Author: Mohammed Alzaabi, Owen Thomas Dillon, Julia Johnson, Andrew Kanawati, Tess Reynolds, Ann Yan 👨🔬
Affiliation: Westmead Hospital, Image X Institute, Faculty of Medicine and Health, The University of Sydney, Khalifa University 🌍
Purpose: To develop a physiological carotid artery phantom and Bayesian geometric calibration method to examine the feasibility of extended field-of-view interventional CBCT artery imaging using a multi-turn reverse helical acquisition.
Methods: A 58 cm physical carotid artery phantom was built, comprising of a commercial pulsatile pump, simplified carotid arterial system (7 arteries) from silicone and latex tubes, 3D-printed torso/head shell and vertebrae geometric calibration phantom, and phytagel. An iodine/water solution was circulated in a closed-loop system with a flow rate of 2 litres/minute and heart rate of 60 BPM. The phantom was imaged with both a series of conventional circular acquisitions and a multi-turn reverse helical (MTRH) acquisition. A Bayesian geometric calibration method was developed to provide online calibration of geometric parameters from metallic markers within the 2D X-ray projections of the MTRH acquisition. The amount of cardiac pulsing motion observed in the phantom was quantified via examining linear pixel profiles across the various tubes and comparing to the manufactured specifications with no motion.
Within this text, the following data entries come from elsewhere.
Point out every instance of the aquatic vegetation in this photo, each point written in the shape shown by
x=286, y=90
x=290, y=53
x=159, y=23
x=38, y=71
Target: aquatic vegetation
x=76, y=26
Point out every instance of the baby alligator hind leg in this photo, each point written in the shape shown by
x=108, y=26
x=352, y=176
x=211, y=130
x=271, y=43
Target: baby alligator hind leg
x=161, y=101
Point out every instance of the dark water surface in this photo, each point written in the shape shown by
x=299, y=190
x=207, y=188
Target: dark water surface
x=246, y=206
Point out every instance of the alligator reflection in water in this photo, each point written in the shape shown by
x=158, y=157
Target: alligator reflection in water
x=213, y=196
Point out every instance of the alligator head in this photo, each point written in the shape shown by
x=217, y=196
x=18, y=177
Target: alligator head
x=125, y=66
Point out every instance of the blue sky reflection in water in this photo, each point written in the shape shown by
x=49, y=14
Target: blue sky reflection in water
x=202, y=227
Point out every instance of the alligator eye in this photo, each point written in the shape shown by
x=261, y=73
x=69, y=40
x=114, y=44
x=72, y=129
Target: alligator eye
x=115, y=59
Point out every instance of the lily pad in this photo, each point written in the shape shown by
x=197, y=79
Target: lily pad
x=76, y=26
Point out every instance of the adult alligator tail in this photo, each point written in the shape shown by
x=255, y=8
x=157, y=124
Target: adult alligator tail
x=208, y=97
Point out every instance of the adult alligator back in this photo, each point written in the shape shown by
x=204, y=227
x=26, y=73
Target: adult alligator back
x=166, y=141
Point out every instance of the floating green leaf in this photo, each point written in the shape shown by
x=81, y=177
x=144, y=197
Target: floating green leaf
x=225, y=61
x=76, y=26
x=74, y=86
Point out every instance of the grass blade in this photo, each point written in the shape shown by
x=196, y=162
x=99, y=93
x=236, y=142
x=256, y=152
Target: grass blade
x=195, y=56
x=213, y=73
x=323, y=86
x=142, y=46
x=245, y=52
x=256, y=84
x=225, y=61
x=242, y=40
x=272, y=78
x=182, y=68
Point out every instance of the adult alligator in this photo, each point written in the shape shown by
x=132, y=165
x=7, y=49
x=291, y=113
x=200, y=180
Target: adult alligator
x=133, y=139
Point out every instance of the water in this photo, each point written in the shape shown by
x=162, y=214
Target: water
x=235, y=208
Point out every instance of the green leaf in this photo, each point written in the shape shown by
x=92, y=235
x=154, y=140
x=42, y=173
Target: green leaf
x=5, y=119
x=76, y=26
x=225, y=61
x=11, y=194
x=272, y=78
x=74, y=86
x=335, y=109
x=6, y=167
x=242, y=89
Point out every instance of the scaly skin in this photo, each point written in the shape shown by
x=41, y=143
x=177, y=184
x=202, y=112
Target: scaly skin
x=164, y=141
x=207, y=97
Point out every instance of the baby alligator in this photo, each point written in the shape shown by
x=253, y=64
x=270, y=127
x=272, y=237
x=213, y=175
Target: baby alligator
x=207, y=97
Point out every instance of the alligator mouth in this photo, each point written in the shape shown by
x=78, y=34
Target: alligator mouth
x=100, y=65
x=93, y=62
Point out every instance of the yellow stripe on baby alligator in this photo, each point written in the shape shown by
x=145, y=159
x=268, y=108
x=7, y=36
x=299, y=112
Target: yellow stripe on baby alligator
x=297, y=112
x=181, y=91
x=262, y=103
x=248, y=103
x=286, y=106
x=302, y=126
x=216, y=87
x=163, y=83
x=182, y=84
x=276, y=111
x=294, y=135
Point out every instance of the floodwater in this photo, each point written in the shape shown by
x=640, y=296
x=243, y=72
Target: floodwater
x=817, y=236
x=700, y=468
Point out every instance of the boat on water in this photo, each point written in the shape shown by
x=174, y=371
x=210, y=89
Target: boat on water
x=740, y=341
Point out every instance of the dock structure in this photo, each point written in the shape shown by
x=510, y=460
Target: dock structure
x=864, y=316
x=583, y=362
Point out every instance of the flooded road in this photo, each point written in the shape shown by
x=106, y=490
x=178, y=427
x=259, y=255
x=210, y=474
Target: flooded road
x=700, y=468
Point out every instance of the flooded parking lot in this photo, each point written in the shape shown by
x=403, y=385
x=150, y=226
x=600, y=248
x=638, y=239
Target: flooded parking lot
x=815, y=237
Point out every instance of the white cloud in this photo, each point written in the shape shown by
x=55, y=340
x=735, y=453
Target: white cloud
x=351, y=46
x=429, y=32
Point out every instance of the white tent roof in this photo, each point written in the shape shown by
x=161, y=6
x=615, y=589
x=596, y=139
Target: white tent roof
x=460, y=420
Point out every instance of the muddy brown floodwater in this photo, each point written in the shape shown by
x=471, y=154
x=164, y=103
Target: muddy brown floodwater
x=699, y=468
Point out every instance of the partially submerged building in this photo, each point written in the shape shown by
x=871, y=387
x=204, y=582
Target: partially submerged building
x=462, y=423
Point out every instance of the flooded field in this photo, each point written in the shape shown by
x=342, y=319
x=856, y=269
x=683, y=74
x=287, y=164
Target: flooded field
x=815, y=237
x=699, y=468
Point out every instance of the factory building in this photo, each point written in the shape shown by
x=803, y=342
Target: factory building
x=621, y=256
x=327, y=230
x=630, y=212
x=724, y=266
The differences in the geometric parameters with/without online calibration for the MTRH acquisition was quantified via change in fit residual
Results: The conventional acquisitions had a field-of-view of 17 cm, requiring 4 acquisitions to be stitched together in post-processing using external software to capture the phantom in a single volume. Comparatively, a single MTRH acquisition provide a 60 cm field-of-view. With the pulsatile pump running, the silicone and latex arteries averaged an absolute change in diameter of 0.4±0.4 mm and 0.7±0.3 mm, respectively. The fit residual between the system and online calibrated geometry for the MTRH acquisition was reduced by 36.5%.
Conclusion: Extended field-of-view interventional CBCT artery imaging using a multi-turn reverse helical acquisition is feasible, providing a pathway to visualize entire arterial structures in a single 3D volume in the operating room.